Seit Jahren versuche ich, eine Zeichnung zu identifizieren. Vielleicht gelingt es mir in Mexiko.

Wen stellt diese Zeichnung dar? Ich benutze sie seit Jahrzehnten als Logo.

stilisierter Maya-TempelAls Jugendlicher habe ich aus einem Buch über die Maya eine Zeichnung abgepaust, die ich seitdem als Logo benutze. Es ist ein sitzender Mann mit einem Kopfschmuck und einer Kette mit einem Anhänger in Sonnenform. Leider habe ich im Laufe der Jahrzehnte vergessen, wen die Figur darstellt, wenn ich es überhaupt damals wusste, und finde auch die Vorlage nicht mehr. Ohne Zweifel handelt es sich um eine bedeutende Persönlichkeit.
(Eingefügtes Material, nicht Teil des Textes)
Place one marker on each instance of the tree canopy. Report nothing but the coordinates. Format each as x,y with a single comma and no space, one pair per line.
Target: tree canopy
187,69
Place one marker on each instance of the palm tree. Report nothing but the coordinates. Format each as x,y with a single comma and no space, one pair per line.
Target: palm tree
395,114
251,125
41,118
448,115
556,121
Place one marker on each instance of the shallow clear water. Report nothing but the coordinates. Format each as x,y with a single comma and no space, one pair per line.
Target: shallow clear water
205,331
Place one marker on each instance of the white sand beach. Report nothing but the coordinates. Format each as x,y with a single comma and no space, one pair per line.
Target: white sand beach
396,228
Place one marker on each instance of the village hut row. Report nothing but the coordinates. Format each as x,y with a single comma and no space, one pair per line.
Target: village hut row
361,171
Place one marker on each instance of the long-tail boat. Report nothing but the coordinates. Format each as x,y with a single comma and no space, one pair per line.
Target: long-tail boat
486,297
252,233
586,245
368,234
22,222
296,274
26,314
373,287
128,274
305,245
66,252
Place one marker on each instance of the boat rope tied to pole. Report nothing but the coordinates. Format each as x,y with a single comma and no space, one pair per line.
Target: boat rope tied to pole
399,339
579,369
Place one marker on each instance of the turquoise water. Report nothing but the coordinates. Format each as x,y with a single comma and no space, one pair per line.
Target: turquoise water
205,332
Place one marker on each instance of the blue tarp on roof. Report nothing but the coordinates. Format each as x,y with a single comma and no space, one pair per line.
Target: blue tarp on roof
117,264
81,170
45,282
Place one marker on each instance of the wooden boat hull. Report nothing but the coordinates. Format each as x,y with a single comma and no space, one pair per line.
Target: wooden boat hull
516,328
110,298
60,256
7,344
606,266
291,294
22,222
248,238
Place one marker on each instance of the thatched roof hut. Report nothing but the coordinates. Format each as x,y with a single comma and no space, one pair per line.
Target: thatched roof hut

Zur Vorbereitung meiner Mexiko-Reise habe ich mich wieder in die Welt der Olmeken, Zaptoken, Azteken und Maya vertieft, in alten und neuen Texten gelesen und dabei den Versuch unternommen, das Geheimnis dieser Zeichnung zu lösen. Ein Vergleich mit verschiedenen Darstellungen aus der Ruinenstadt Palenque wie der berühmten Grabplatte im Tempel der Inschriften oder der Inthronisationsszene auf einer Tafel in Haus E des Palastes lassen mich vermuten, dass es sich bei der dargestellten Person um den Maya-Herrscher K’inich Janaab Pakal I. handelt.
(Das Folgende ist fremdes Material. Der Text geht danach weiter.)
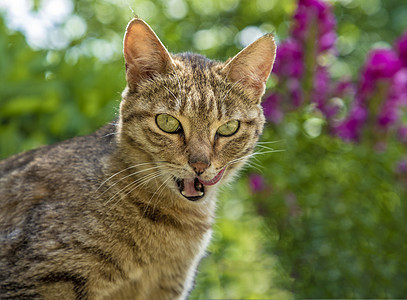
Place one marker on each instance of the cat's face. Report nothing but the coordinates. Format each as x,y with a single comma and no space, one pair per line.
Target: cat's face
195,119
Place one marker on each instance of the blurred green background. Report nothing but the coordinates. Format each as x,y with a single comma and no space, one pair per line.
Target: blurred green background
331,222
Er wird auch Pakal der Große genannt und lebte im siebten Jahrhundert, der sogenannten Klassischen Periode. Gerade die Inthronisationsszene, die Pakal mit seiner Mutter zeigt, weist viele Ähnlichkeiten mit der Zeichnung auf: die Form der Nase, die Sitzhaltung, der aufwändige Kopfschmuck, die Kette, die Armbänder/Pulswärmer. Es gibt allerdings ähnliche Darstellungen von Herrschern anderer Maya-Stätte aus dieser Zeit.

Entschlüsselung beginnt

Umzeichnung der Grabplatte von Pakal dem Großen in Palenque (Ausschnitt). Um die Zeichnung komplett zu sehen, bitte aufs Bild klicken (Quelle: wikimedia.org).
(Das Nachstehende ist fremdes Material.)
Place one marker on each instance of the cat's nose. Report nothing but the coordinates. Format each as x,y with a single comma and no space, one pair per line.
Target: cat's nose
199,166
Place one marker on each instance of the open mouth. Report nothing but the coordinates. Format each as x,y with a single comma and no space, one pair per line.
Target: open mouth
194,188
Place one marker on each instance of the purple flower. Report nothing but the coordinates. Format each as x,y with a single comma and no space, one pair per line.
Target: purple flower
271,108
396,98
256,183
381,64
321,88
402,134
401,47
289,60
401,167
Pakals Name wurde ab 1973 nach und nach entschlüsselt. Heute ist dank weiter entwickelter epigrafischer Methoden und Erkenntnisse die Lesung K’inich Janaab Pakal akzeptiert. Über diese und andere Erfolge bei der Entschlüsselung der Maya-Schrift erfuhr man als Laie in Deutschland wenig. Mein erstes Werk über die Maya von Michael Coe1 habe ich 1977 als frisch erschienenes Taschenbuch gekauft, die amerikanische Erstausgabe erschien aber schon 1966. Vieles im Buch war also gar nicht mehr up to date. Darin ist Pakal der Große noch ein »bedeutende[r] Mann, wohl ein Herrscher von Palenque aus dem späten siebten oder dem frühen achten Jahrhundert«. Dieser Klassiker ist ständig aktualisiert worden und liegt auf Englisch inzwischen in der zehnten Auflage2 vor, ist aber nie wieder ins Deutsche übersetzt worden.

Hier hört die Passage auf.